On pourra dire qu'une information est pertinente pour une décision donnée si cette information permet de se former une opinion plus précise sur la qualité de la décision. A priori le décideur ne devrait donc pas prendre en considération pour former cette décision-là une information qui n'est pas pertinente. Cependant, lorsque l'on ne dispose pas des informations nécessaires, une information, quelle qu'elle soit, même inutile, peut apparaître comme utile. Afin d'illustrer ce concept, il n'est rien de plus simple que de considérer nos jugements dans le domaine de la politique. Imaginez que l'on soumette à votre jugement une proposition de loi. Vous devez donc formez une opinion sur la qualité du texte qui est proposé. Vos critères de jugement peuvent porter sur les bénéfices pour la société, le respect de principes supérieurs, sa facilité d'exécution, etc. Supposer que l'on vous présente le texte comme émanent de la réflexion des membres d'un parti qui est en général opposé aux idées du parti auquel vous êtes affilié. Cette dernière information (l'affiliation des auteurs du texte) est-elle pertinente pour juger de la qualité du texte ? Non, elle n'est pas pertinente. Elle ne permet pas d'améliorer notre opinion sur cette proposition en particulier en regard des critères de jugement que l'on avait mis en avant. Par exemple, connaitre les auteurs de la proposition nous permet-il de juger de sa facilité d'exécution ? Non, pas plus!

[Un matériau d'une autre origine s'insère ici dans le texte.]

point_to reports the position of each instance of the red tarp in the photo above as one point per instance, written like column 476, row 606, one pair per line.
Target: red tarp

Mais pas moins aussi !

Pourtant nous sommes souvent influencés lorsque nous formons un jugement à propos d'une chose par un grand nombre d'informations dont certaines ne sont évidemment pas pertinentes. Il est toujours souvent difficile de s'extraire des influences qui ne sont pas pertinentes. Dans mon métier, je dois évaluer le travail des étudiants qui participent à mes cours. Le professeur appréciera la qualité du travail pour former une note. L'appréciation de l'étudiant qui résulte d'un trimestre d'échange ne devrait cependant pas être prise en considération ! Il est cependant très difficile de séparer les deux, c'est-à-dire de ne pas prendre en considération ce que l'on sait d'une personne lorsque l'on évalue un travail. Une copie peut toujours être anonymisée, mais pour une présentation orale ce n'est pas possible.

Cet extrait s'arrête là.